Saí do Conto de Fadas, para relatar aos adultos de hoje, minha indignação aos preconceitos sofridos na época em que eu era considerado pela sociedade animal, como um “Pato” feio.
Nasci numa família humilde, tanto de recursos financeiros, como em valores culturais. Por ser uma criatura diferente, fui desprezado pela minha mãe e consequentemente influenciada por ela, também pelos meus irmãos e por todos os outros animais. Naquela época, não se falava em inclusão, portanto, fui alienado da sociedade.
Senti-me um ser desprezível e, analisando bem, entendo que fui vítima do que chamam hoje de “Bullying”, pois passei por muitos constrangimentos que me levaram a fugir do meu habitat e viver em um lugar onde ninguém me conhecia.

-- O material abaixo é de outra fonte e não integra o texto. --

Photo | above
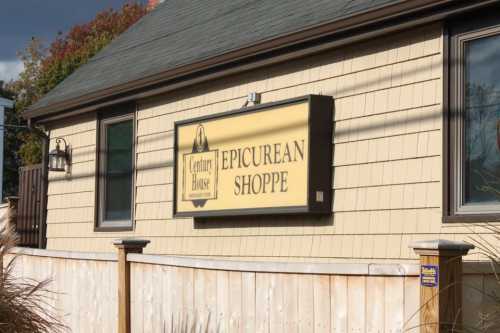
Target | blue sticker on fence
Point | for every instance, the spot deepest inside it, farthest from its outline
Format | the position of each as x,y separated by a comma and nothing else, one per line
429,275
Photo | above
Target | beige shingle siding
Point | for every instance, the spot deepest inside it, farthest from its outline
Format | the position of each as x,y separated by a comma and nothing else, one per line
387,161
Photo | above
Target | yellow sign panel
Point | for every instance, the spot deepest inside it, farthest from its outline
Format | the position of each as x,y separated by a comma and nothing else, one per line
244,162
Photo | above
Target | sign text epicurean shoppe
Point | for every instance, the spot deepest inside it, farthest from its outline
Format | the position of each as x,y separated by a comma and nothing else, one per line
253,161
277,153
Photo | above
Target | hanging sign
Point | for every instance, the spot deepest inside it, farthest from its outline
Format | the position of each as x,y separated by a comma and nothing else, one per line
268,159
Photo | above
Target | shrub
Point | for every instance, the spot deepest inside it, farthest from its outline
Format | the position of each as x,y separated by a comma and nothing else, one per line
24,303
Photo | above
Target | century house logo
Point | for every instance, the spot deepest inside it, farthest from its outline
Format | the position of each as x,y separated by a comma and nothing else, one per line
200,171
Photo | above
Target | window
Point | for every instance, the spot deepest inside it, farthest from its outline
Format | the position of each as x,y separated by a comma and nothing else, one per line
474,124
116,169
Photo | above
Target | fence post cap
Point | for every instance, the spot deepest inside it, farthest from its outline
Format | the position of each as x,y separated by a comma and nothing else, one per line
441,246
131,243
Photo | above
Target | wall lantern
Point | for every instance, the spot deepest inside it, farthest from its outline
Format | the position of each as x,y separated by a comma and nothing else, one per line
59,158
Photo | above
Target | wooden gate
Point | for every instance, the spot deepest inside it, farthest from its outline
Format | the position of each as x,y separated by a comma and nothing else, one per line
29,214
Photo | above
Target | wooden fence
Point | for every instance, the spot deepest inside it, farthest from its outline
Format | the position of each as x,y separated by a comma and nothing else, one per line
29,214
169,293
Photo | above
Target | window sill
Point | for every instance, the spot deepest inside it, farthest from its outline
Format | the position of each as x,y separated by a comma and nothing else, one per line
113,229
477,218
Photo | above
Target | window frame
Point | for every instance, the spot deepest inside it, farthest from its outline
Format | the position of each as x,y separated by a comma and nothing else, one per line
104,119
456,35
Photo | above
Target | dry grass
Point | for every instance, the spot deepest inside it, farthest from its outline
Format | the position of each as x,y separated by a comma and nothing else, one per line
24,303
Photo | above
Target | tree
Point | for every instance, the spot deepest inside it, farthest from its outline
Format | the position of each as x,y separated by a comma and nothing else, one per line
45,68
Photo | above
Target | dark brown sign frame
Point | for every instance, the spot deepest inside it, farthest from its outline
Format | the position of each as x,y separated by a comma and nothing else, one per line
319,165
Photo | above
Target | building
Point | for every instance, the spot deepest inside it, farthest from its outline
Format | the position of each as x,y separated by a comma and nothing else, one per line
4,105
415,127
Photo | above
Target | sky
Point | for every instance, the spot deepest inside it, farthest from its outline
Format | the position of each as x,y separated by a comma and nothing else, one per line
20,20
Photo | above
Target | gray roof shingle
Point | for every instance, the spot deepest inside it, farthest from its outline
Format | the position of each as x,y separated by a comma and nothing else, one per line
182,32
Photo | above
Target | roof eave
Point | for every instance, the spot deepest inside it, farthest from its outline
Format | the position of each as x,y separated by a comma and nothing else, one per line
351,23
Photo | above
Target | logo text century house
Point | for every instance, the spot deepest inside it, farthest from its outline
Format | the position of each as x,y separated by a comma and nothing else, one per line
245,159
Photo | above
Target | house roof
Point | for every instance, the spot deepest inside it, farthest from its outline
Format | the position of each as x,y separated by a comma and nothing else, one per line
180,33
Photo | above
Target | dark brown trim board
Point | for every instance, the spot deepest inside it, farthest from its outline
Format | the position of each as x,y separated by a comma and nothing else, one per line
319,173
392,17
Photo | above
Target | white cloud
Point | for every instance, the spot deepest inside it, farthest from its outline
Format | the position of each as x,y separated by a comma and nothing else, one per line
9,70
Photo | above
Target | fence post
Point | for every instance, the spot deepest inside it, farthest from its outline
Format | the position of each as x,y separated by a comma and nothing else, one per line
440,284
12,212
124,247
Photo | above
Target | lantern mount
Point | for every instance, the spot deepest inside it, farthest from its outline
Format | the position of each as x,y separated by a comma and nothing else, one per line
59,158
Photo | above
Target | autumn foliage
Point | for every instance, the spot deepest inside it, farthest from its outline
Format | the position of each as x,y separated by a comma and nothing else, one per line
69,51
46,67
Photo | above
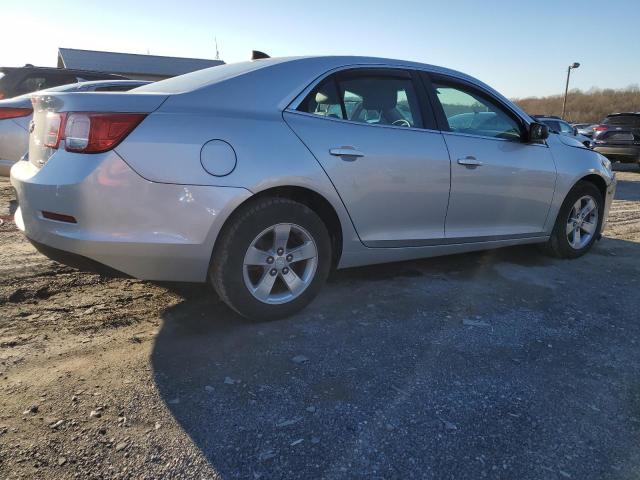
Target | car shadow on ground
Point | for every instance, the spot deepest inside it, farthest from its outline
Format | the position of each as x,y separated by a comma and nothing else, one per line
483,364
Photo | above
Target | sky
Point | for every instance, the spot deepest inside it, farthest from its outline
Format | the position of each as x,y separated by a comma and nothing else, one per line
521,48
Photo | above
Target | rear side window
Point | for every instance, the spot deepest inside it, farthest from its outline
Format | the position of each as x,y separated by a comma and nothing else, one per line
115,88
324,101
471,113
374,99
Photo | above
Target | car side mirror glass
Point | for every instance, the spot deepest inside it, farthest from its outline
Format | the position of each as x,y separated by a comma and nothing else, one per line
538,132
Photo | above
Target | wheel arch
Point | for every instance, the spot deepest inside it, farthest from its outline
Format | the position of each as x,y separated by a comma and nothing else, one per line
312,199
596,180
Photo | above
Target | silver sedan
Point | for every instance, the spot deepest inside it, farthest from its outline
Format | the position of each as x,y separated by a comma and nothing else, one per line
16,113
260,177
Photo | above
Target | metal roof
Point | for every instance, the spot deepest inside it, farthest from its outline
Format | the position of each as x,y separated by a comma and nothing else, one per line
131,63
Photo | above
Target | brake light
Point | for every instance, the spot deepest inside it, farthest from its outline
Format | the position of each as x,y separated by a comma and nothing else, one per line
53,129
98,132
14,112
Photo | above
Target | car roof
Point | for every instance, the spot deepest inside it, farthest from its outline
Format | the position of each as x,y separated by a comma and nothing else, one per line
56,69
287,77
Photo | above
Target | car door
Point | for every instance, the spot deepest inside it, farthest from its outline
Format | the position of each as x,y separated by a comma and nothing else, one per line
382,152
501,186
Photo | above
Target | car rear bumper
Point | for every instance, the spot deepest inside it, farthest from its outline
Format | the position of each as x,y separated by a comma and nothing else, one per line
608,200
143,229
625,154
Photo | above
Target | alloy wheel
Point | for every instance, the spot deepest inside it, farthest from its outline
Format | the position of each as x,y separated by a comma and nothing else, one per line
582,222
280,263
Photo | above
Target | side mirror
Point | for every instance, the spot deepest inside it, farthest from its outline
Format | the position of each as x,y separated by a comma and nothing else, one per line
538,132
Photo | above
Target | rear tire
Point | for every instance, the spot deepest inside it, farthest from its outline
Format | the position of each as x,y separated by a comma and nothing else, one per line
261,274
578,222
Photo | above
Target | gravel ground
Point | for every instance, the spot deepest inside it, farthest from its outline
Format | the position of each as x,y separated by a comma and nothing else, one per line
503,364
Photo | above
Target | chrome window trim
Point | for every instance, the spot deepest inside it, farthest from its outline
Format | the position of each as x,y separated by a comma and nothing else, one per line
497,139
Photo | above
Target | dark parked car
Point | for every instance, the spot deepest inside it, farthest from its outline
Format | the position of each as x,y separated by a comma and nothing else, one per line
16,81
585,129
618,137
559,126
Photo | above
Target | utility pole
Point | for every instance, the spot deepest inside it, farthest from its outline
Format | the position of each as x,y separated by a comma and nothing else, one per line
566,88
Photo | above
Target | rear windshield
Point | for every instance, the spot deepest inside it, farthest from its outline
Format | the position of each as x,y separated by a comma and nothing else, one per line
194,80
632,120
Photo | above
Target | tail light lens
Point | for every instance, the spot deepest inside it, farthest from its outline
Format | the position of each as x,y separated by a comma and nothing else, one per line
98,132
14,112
53,128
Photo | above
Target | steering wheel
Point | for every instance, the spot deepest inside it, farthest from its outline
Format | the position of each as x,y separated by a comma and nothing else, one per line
401,122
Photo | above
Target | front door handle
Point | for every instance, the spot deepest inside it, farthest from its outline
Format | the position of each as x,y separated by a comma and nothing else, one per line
469,162
346,152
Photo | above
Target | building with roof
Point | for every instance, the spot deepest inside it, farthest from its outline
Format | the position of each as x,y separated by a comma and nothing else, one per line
131,65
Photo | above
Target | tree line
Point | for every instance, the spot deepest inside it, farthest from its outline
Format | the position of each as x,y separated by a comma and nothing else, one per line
585,107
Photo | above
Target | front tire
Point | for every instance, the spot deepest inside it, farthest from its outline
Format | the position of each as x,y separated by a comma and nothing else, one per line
578,223
272,259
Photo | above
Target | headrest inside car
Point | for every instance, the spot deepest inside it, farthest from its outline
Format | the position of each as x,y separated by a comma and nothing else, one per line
379,97
327,94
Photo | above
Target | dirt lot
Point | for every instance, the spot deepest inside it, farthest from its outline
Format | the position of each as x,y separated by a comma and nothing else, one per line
504,364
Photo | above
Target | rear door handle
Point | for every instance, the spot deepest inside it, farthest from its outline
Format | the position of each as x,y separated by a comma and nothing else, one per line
346,152
470,162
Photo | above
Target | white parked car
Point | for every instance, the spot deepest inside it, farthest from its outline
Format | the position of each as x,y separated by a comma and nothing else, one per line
16,114
262,176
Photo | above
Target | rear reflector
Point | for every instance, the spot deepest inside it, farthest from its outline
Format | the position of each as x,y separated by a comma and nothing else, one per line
58,217
14,112
98,132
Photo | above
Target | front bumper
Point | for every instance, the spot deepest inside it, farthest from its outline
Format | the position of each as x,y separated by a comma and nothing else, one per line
624,154
147,230
608,200
5,167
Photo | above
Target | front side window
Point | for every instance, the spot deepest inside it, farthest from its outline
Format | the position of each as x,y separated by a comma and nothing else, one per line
566,128
553,125
470,113
372,99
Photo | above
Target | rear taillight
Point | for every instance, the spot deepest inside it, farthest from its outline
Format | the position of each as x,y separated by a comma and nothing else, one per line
14,112
98,132
89,132
53,129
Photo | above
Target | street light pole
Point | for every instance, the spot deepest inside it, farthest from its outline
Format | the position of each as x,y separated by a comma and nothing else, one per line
566,88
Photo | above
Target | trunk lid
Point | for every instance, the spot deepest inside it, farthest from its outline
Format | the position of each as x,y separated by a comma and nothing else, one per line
47,104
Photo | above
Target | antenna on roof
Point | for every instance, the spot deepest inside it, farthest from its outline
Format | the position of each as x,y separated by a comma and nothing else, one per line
257,55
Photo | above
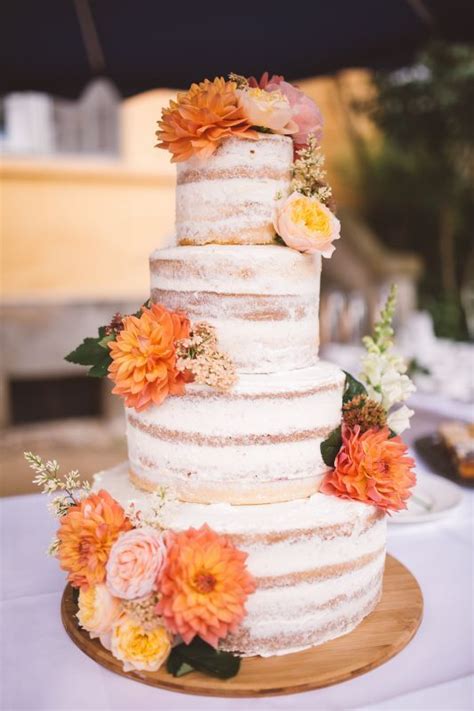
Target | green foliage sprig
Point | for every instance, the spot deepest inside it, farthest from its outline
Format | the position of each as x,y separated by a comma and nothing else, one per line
200,656
95,352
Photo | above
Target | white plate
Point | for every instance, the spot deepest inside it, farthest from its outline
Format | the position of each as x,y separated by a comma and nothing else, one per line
433,498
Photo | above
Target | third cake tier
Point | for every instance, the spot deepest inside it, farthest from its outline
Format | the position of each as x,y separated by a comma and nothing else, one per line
258,443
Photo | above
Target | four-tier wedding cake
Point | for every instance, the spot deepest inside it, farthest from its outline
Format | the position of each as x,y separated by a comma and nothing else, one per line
258,475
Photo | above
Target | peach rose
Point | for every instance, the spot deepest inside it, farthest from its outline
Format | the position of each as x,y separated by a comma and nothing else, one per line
98,610
307,225
305,113
135,560
265,109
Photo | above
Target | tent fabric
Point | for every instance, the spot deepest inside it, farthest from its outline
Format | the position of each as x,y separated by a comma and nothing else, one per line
58,45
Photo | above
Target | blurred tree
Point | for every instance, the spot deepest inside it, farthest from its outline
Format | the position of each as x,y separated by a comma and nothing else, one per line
417,187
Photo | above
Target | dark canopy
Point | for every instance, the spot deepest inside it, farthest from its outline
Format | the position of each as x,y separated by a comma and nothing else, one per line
58,45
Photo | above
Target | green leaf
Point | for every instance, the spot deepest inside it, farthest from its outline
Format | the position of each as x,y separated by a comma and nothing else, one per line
87,353
94,352
101,368
331,446
200,656
352,387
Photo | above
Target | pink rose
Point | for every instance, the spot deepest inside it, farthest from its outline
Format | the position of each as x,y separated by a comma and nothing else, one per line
307,225
305,113
98,610
265,109
135,560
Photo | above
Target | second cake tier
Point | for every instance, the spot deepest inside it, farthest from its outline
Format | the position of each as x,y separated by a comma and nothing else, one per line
258,443
262,300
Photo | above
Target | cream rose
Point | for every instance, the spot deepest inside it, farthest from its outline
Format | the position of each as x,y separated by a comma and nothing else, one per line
135,560
270,110
98,610
307,225
139,647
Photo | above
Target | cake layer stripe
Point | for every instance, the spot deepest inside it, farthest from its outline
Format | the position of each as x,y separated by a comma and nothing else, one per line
169,435
325,533
245,643
206,394
325,572
252,307
237,171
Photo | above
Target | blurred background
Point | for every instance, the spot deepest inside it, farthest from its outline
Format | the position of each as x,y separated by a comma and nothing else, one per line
86,197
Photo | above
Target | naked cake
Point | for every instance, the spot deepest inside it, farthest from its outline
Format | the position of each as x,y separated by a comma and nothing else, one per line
251,514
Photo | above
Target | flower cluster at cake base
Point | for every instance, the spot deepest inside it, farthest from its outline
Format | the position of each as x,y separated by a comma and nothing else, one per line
148,594
368,459
153,353
199,120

Apesar de todo esse sofrimento, não me envolvi com drogas e nem com más companhias, não existia essa Associação de proteção aos animais e nem a Agência Nacional de Proteção à Criança e ao Adolescente, portanto, tive que me virar sozinho para sobreviver. Por alguns momentos, quando via meu reflexo na água, sentia que eu possuía qualidades que poderiam superar qualquer problema de aparência, era só uma questão de oportunidade para mostrar meu talento.
Todo esse processo de rejeição mexeu muito com a minha auto-estima, e levei esse trauma por muitos anos da minha vida. Confesso que andei sob sol escaldante em solo causticante, como forasteiro, como um pato errante, mesmo assim, senti saudade dos patos que me hostilizaram a todo instante.
O tempo passou e a natureza se encarregou de transformar o “Patinho feio” num cisne exuberante, no entanto, quando eu via meu reflexo na água, reconhecia que a mudança só havia acontecido por fora, pois, internamente, eu era o mesmo Pato de outrora.
Pensei em recorrer aos meus direitos de Pato-cidadão e requerer indenização por danos morais, porém desisti, pois, compreendi que o sofrimento havia amadurecido meus sentimentos e que as mudanças fizeram de mim, um Pato resiliente, o que é uma grande qualidade nos dias de hoje com tantas transformações sociais e culturais.
Um sentimento de nostalgia fez-me voltar às minhas origens, e aí, a minha maior indignação: Fui tratado como um rei, apenas pela minha aparência, valorizando muito mais o meu “ter” do que o meu “ser”.
Sempre pensei em me manifestar, mas pensei que isso pudesse interferir na história que as crianças tanto admiram. Com a produção intertextual, entendi que posso dar minha posição dos fatos, sem que o valor do conto seja alterado.
Outra coisa, ao final da história, correu um boato de que quando virei cisne, vivi feliz para sempre. Não acreditem nesta versão. Na realidade tive que fazer terapia por muito tempo até encontrar com o meu próprio “eu”.
Hoje, posso dizer que sou uma ave consciente e participante da sociedade. Tenho liberdade de expressão e estou defendendo uma tese na Universidade: “Um Pato pode ser tão importante quanto um Cisne Real”.
Atenciosamente
Cisne Real, mais conhecido como o Ex-Patinho Feio.